Aller voir un film au Festival des 3 Continents, c’est s’ouvrir l’esprit sur un monde méconnu, découvrir des histoires pleines de sens, voir des visages inhabituels, écouter des langues étrangères. Un choc culturel qui change notre regard sur les autres. Jérôme Baron, l’actuel directeur artistique, qui dirige aussi le Cinématographe à Nantes, en a fait l’expérience dès l’âge de 15 ans.
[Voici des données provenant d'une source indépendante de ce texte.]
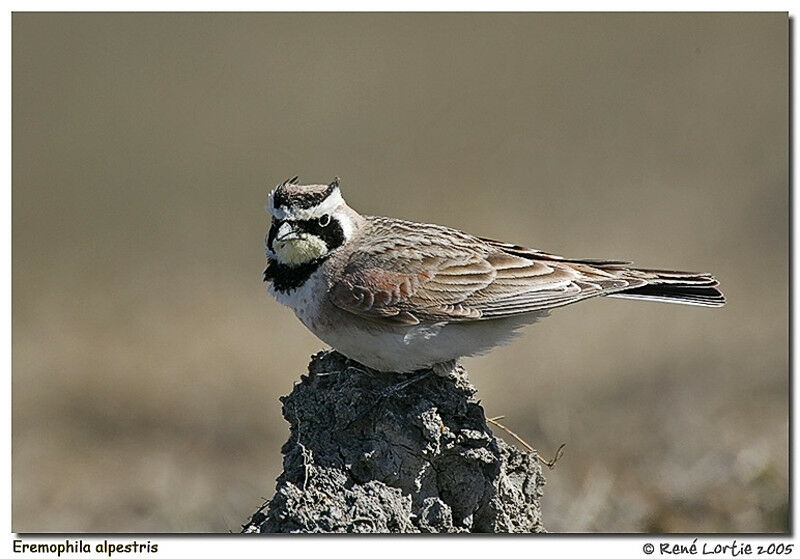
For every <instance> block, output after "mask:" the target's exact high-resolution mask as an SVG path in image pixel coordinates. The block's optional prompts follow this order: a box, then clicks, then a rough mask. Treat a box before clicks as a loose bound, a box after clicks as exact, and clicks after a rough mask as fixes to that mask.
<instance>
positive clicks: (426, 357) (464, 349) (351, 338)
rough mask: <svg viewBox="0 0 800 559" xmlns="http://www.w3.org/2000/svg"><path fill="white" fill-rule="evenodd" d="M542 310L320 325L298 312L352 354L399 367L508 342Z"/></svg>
mask: <svg viewBox="0 0 800 559" xmlns="http://www.w3.org/2000/svg"><path fill="white" fill-rule="evenodd" d="M341 312H344V311H341ZM539 316H542V315H541V314H539V315H533V314H527V315H522V316H520V317H518V318H514V319H499V320H486V321H473V322H461V323H437V324H427V325H426V324H419V325H417V326H411V327H391V326H384V325H382V324H378V323H374V324H372V323H369V322H368V321H367V323H364V322H362V321H364V319H356V320H353V319H350V317H346V318H345V319H343V320H339V321H337V322H336V323H335V324H331V325H321V324H319V323H315V321H311V323H309V322H307V321H306V320H303V318H302V317H300V316H299V315H298V317H299V318H301V320H303V322H304V323H305V324H306V326H307V327H308V328H309V329H310V330H311V331H312V332H313V333H314V334H315V335H316V336H317V337H318V338H320V339H321V340H322V341H324V342H326V343H328V344H330V345H331V347H333V348H334V349H336V350H337V351H339V352H340V353H342V354H344V355H346V356H347V357H349V358H350V359H353V360H355V361H358V362H359V363H363V364H364V365H366V366H367V367H370V368H373V369H377V370H379V371H395V372H411V371H415V370H418V369H427V368H429V367H431V366H433V365H434V364H436V363H443V362H445V361H450V360H457V359H459V358H461V357H466V356H470V355H479V354H481V353H485V352H487V351H489V350H491V349H492V348H494V347H496V346H498V345H504V344H506V343H508V342H510V341H511V339H512V338H513V337H514V335H515V334H516V333H517V330H518V329H519V328H520V327H521V326H524V325H526V324H530V323H532V322H535V321H536V320H537V319H538V318H539Z"/></svg>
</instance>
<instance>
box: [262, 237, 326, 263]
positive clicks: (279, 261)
mask: <svg viewBox="0 0 800 559" xmlns="http://www.w3.org/2000/svg"><path fill="white" fill-rule="evenodd" d="M274 250H275V255H276V256H277V257H278V262H280V263H282V264H289V265H290V266H298V265H300V264H306V263H307V262H311V261H312V260H316V259H317V258H319V257H321V256H323V255H324V254H325V253H326V252H327V251H328V247H327V246H326V245H325V241H323V240H322V239H320V238H319V237H317V236H315V235H303V236H300V237H295V238H292V239H285V240H283V241H275V242H274Z"/></svg>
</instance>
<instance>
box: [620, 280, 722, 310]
mask: <svg viewBox="0 0 800 559" xmlns="http://www.w3.org/2000/svg"><path fill="white" fill-rule="evenodd" d="M701 277H702V276H701ZM706 278H707V276H706ZM697 279H701V278H697ZM703 283H706V285H703ZM698 284H699V285H698ZM716 285H717V282H716V281H714V282H713V283H712V284H711V285H708V282H707V279H706V281H705V282H703V281H700V282H697V283H691V282H686V283H652V284H650V285H645V286H642V287H636V288H634V289H629V290H626V291H620V292H618V293H614V294H612V295H610V297H621V298H626V299H643V300H649V301H662V302H664V303H683V304H687V305H700V306H703V307H721V306H722V305H724V304H725V296H724V295H723V294H722V292H721V291H720V290H719V289H717V287H716Z"/></svg>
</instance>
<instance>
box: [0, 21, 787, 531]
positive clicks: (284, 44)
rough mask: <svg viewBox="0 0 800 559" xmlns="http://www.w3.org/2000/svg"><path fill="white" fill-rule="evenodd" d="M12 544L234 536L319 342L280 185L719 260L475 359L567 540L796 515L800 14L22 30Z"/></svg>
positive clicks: (575, 241) (486, 408) (783, 527)
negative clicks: (542, 487)
mask: <svg viewBox="0 0 800 559" xmlns="http://www.w3.org/2000/svg"><path fill="white" fill-rule="evenodd" d="M12 27H13V304H14V311H13V360H14V361H13V402H14V405H13V530H14V531H19V532H28V531H33V532H41V531H70V532H82V531H104V532H114V531H151V532H156V531H170V532H172V531H179V532H183V531H192V532H206V531H227V530H232V531H238V529H239V525H240V524H241V523H242V522H244V521H245V520H246V519H247V518H248V516H249V515H250V514H251V513H252V512H254V510H255V509H256V507H257V506H258V505H260V504H261V502H262V500H261V499H262V497H270V496H271V495H272V492H273V488H274V480H275V477H276V476H277V474H278V473H279V471H280V469H281V455H280V446H281V444H282V443H283V442H284V440H285V439H286V437H287V434H288V432H287V425H286V424H285V423H284V421H283V420H282V418H281V414H280V405H279V403H278V397H279V396H280V395H282V394H286V393H288V392H289V391H290V390H291V387H292V383H293V382H294V381H295V380H296V379H297V378H298V377H299V375H300V374H301V373H303V372H304V371H305V367H306V364H307V362H308V357H309V355H310V354H311V353H313V352H316V351H317V350H319V349H321V348H322V347H324V346H323V344H322V342H320V341H318V340H317V339H315V338H314V337H313V336H312V335H311V334H310V333H308V332H307V331H305V330H304V328H303V327H302V326H301V324H300V323H299V322H298V321H297V320H296V319H295V318H294V316H293V315H292V314H291V312H290V311H289V310H288V309H286V308H283V307H281V306H280V305H278V304H277V303H276V302H275V301H273V300H272V299H271V298H270V297H269V295H268V294H267V293H266V291H265V289H264V286H263V284H262V282H261V273H262V270H263V267H264V256H263V238H264V235H265V233H266V229H267V225H268V219H267V217H266V215H265V212H264V205H265V204H266V197H267V193H268V191H269V189H271V188H272V187H273V186H274V185H275V184H276V183H278V182H280V181H282V180H283V179H285V178H287V177H291V176H293V175H295V174H299V175H300V177H301V179H302V180H304V181H327V180H330V179H331V178H332V177H333V176H335V175H339V176H341V177H342V189H343V192H344V194H345V197H346V198H347V200H348V201H349V202H350V204H351V205H352V206H353V207H355V208H356V209H358V210H360V211H362V212H363V213H373V214H389V215H394V216H398V217H403V218H407V219H412V220H420V221H433V222H439V223H444V224H447V225H450V226H454V227H458V228H462V229H465V230H468V231H470V232H473V233H477V234H481V235H484V236H489V237H493V238H498V239H504V240H508V241H513V242H517V243H521V244H526V245H529V246H534V247H537V248H541V249H544V250H548V251H551V252H556V253H561V254H565V255H570V256H588V257H607V258H625V259H632V260H635V261H636V262H637V263H638V264H641V265H642V266H650V267H675V268H681V269H689V270H697V271H712V272H714V273H715V274H716V275H717V276H718V277H719V279H720V280H721V282H722V285H723V289H724V291H725V293H726V295H727V296H728V299H729V303H728V305H727V307H725V308H723V309H701V308H693V307H683V306H677V305H663V304H662V305H659V304H655V303H643V302H633V301H622V300H594V301H588V302H585V303H581V304H580V305H576V306H572V307H568V308H566V309H563V310H559V311H557V312H555V313H554V314H553V316H552V317H551V318H549V319H547V320H546V321H544V322H542V323H540V324H538V325H535V326H533V327H530V328H528V329H527V330H526V331H525V334H524V336H523V338H522V339H521V340H519V341H518V342H517V343H515V344H514V345H512V346H510V347H508V348H503V349H499V350H496V351H495V352H493V353H492V354H490V355H489V356H486V357H481V358H477V359H470V360H468V361H467V362H466V365H467V367H468V369H469V370H470V372H471V377H472V379H473V382H474V383H475V384H476V385H477V386H478V389H479V395H480V397H481V398H482V400H483V403H484V406H485V408H486V410H487V414H488V415H490V416H491V415H501V414H502V415H505V416H506V417H507V419H506V420H505V423H506V424H507V425H508V426H509V427H511V428H512V429H514V430H515V431H516V432H518V433H519V434H520V435H521V436H523V437H524V438H525V439H526V440H528V441H529V442H530V443H531V444H533V445H534V446H535V447H537V448H538V449H540V450H541V451H542V453H543V454H552V452H554V451H555V449H556V447H557V446H558V445H559V444H560V443H562V442H565V443H567V447H566V453H565V455H564V457H563V459H562V460H561V461H560V462H559V463H558V465H557V467H556V468H555V469H554V470H553V471H551V472H548V473H547V479H548V484H547V486H546V488H545V498H544V501H543V503H544V511H545V523H546V526H547V527H548V528H549V529H550V530H552V531H569V532H579V531H624V532H628V531H693V532H694V531H697V532H704V531H726V532H740V531H744V532H760V531H783V530H787V528H788V524H787V522H788V334H787V332H788V280H787V278H788V240H787V239H788V173H787V168H788V154H787V135H788V125H787V122H788V19H787V15H786V14H667V15H658V14H648V15H645V14H639V15H636V14H592V15H588V14H506V15H492V14H481V15H464V14H426V15H419V14H349V15H348V14H257V15H253V14H132V15H131V14H22V13H17V14H14V15H13V19H12Z"/></svg>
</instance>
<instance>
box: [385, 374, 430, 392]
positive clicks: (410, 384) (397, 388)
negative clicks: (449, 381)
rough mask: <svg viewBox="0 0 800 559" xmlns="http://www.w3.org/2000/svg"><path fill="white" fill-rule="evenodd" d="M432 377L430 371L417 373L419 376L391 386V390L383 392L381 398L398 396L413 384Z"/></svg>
mask: <svg viewBox="0 0 800 559" xmlns="http://www.w3.org/2000/svg"><path fill="white" fill-rule="evenodd" d="M430 375H431V371H430V370H427V371H422V372H420V373H417V374H415V375H413V376H412V377H411V378H410V379H408V380H404V381H402V382H398V383H397V384H393V385H392V386H390V387H389V388H387V389H386V390H384V392H383V394H381V396H380V398H386V397H388V396H391V395H392V394H397V393H398V392H402V391H403V390H405V389H406V388H408V387H409V386H411V385H412V384H414V383H417V382H420V381H422V380H425V379H426V378H428V377H429V376H430Z"/></svg>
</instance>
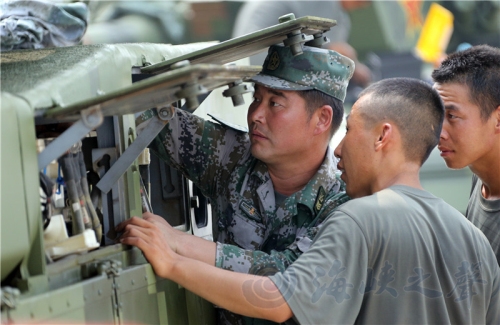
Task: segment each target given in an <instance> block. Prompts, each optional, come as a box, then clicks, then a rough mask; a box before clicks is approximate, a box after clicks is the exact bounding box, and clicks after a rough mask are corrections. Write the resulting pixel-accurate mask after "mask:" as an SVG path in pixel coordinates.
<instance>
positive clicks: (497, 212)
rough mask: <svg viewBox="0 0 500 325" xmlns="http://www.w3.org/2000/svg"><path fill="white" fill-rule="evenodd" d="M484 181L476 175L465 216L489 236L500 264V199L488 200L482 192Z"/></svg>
mask: <svg viewBox="0 0 500 325" xmlns="http://www.w3.org/2000/svg"><path fill="white" fill-rule="evenodd" d="M482 187H483V182H481V180H480V179H479V178H478V177H477V176H476V175H474V176H473V186H472V191H471V196H470V199H469V205H468V206H467V212H466V213H465V216H466V217H467V219H469V220H470V221H471V222H472V223H473V224H474V225H475V226H476V227H478V228H479V229H480V230H481V231H482V232H483V233H484V235H485V236H486V238H488V240H489V242H490V244H491V247H492V248H493V251H494V252H495V255H496V257H497V261H498V265H500V200H487V199H485V198H484V197H483V195H482V194H481V189H482Z"/></svg>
«C’était une expérience déterminante» confesse-t-il dans une interview accordée à Fragil. «J’ai élargi mes horizons cinématographiques en regardant ces histoires intimes, profondes, terribles. Ce cinéma d’auteur m’a donné une vue précise sur le monde avec un discours articulé, réfléchi, sensible. Tous ces témoignages ont changé mon rapport au monde et ont donné de l’épaisseur à la réalité».
90 films en 10 jours dont 10 en compétition
Pour sélectionner les 90 films qui seront présentés du 18 au 27 novembre à Nantes au Katorza, au Concorde, à Bonne Garde au Cinématographe mais aussi à l’Eden 3 d’Ancenis, au Gén’eric d’Héric, à l’Atlantique de La Turballe, au Jacques Tati de Saint-Nazaire, au Connétable de Clisson, au Lutétia de Saint Herblain, Jérôme Baron a visionné 1300 films. Autant dire que le tri a été sévère. Voici ses recommandations si vous ne pouvez pas tous allés les regarder.
Rewind and play à Trempo
Parmi les 10 séances spéciales, il y en a une à ne manquer sous aucun prétexte, selon lui : Rewind and play mercredi 23 novembre à Trempo (entrée libre). Il s’agit d’un portrait de Théolonious Monk revisité par Alain Gomis. Le réalisateur a monté des rushes inédits d’une interview que le célèbre pianiste avait accordé en 1969. Le montage brosse un portrait tout en finesse.
Les «OVNIs» indiens
Quant aux rétrospectives, elles livrent des trésors cinématographiques. Celles consacrées à l’automne indien recèle notamment «deux OVNI» , deux films «étonnants, politiques, poétiques, satyriques» au dire de Jérôme Baron. Celui de Sanjiv Shah :Hun Hunshi Hunshilal et le «cultissime» Om dar-b-dar de Kamal Swaroop.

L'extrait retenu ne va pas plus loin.